During the 1920s, the expanding village of Esher became a parish within the diocese of Guildford and, to reflect this enhanced status, a new church was commissioned and built on a dominant position overlooking ancient common land, earmarked to become the village green. Designed to reflect Early English architecture, the new structure took full advantage of twentieth-century materials and techniques and the scaled-down cathedral-like edifice had the capacity to cope with whatever size congregation might conceivably develop in the future.
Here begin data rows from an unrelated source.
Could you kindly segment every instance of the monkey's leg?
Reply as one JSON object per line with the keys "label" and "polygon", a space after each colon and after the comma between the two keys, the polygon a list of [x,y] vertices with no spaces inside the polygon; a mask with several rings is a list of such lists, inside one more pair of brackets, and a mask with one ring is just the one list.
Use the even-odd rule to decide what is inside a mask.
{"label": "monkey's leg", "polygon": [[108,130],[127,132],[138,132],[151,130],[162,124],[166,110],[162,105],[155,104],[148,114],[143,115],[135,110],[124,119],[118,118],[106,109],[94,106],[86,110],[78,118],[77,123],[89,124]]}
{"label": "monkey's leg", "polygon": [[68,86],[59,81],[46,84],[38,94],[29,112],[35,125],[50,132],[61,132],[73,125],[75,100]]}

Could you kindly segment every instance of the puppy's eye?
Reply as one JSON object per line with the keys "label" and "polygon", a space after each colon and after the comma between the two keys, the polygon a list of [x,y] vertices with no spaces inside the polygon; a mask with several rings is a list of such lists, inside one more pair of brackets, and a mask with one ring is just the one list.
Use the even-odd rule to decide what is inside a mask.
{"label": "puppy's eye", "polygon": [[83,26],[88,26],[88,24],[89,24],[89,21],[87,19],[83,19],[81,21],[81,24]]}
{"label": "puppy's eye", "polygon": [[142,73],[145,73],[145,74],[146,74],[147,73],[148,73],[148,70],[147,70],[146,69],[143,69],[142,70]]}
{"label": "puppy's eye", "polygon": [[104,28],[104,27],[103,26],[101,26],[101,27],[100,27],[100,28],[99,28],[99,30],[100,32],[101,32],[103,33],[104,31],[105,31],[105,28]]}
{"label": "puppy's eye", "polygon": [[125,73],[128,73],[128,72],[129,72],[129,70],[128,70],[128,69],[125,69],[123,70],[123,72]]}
The consecration of Esher Parish Church was generally welcomed, but a surprising number of residents complained that its presence rendered the tiny chapel of Saint George—the village place of worship since the twelfth century—virtually redundant. Bowing to pressure, the church authorities agreed that St. George’s—known locally thereafter as the ‘Old Church’—should be maintained in good repair in perpetuity, but stipulated that a minimum of two services must be conducted on the premises each year.

The chapel is open daily and visitors are free to worship, to inspect the artefacts or to visit the ancient graveyard, where monuments to the long-departed still stand, many of historical interest. The Old Church is set behind the original village green, two minutes’ walk from the present-day town centre. Its imposing main entrance door is of oak. The entrance is approached over a cobbled pathway through a rather splendid lychgate. The graveyard is enclosed by substantial stone walls and a second, rarely-used gate opens to a service area behind a parade of High Street shops. Two ladies from a church-sponsored charity spend a morning each week cleaning the interior, whilst staff from the parish church look after the building, graveyard and the surrounds.
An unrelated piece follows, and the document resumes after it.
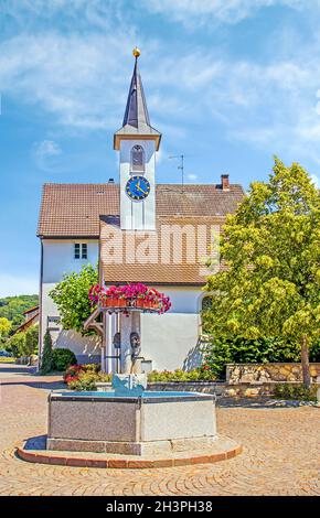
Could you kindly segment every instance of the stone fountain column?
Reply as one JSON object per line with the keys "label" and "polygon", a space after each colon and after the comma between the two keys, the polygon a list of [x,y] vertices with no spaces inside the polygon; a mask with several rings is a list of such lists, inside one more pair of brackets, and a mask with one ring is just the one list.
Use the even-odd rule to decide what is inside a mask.
{"label": "stone fountain column", "polygon": [[[140,313],[137,311],[129,312],[129,316],[121,314],[120,317],[121,326],[121,373],[138,374],[141,371],[140,360],[137,360],[132,365],[132,348],[130,343],[130,335],[132,332],[138,333],[140,336]],[[134,367],[134,369],[132,369]]]}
Beneath the main body of the church lies the crypt, abandoned and sealed for over two hundred years. At the foot of a short flight of steps, a single, solid-oak door provides access to an anteroom, thence to a side-vault, once privately owned.

Nothing in church records gives any indication of the former owner, nor whether at one time the space was employed as a burial-chamber.

The tall, wrought iron gates guarding the crypt have remained chained and padlocked for longer than anyone can remember, and years have elapsed since the vault was last used. Few are aware that access can be gained by means of a key hanging from a nail in the vestry.

In the days when St. George’s was in regular use, limited storage probably prompted an enterprising verger to press the vault into service. Nothing was stored there currently, however, except a pair of wooden trestles, a rickety old stepladder and a couple of decrepit, cane-bottomed chairs.

St. George’s was converted from gas to electricity in 1934 and whilst it was thought unnecessary to have electricity wired to the disused crypt, the side-vault and anteroom were included in the interests of safety and supplied via a separate, fused lighting-spur.

Robert Strudwick knew more about St George’s than most, having explored the place during his early teens and realised its potential. It became immediately obvious that it was rarely used and he was particularly intrigued to discover that it could be entered covertly from the rear. It didn’t take long to establish which door could be opened by means of the key in the vestry, but a hacksaw would be needed in order to get into the crypt. However, its use would simply advertise a break-in and neutralise an otherwise potentially first-rate entrapment venue. Eventually, Robert’s caution paid off. The vault beneath St. George’s represented the perfect place wherein to exact long-awaited vengeance on smarmy, oh-so-cocky Francis Bridgwater…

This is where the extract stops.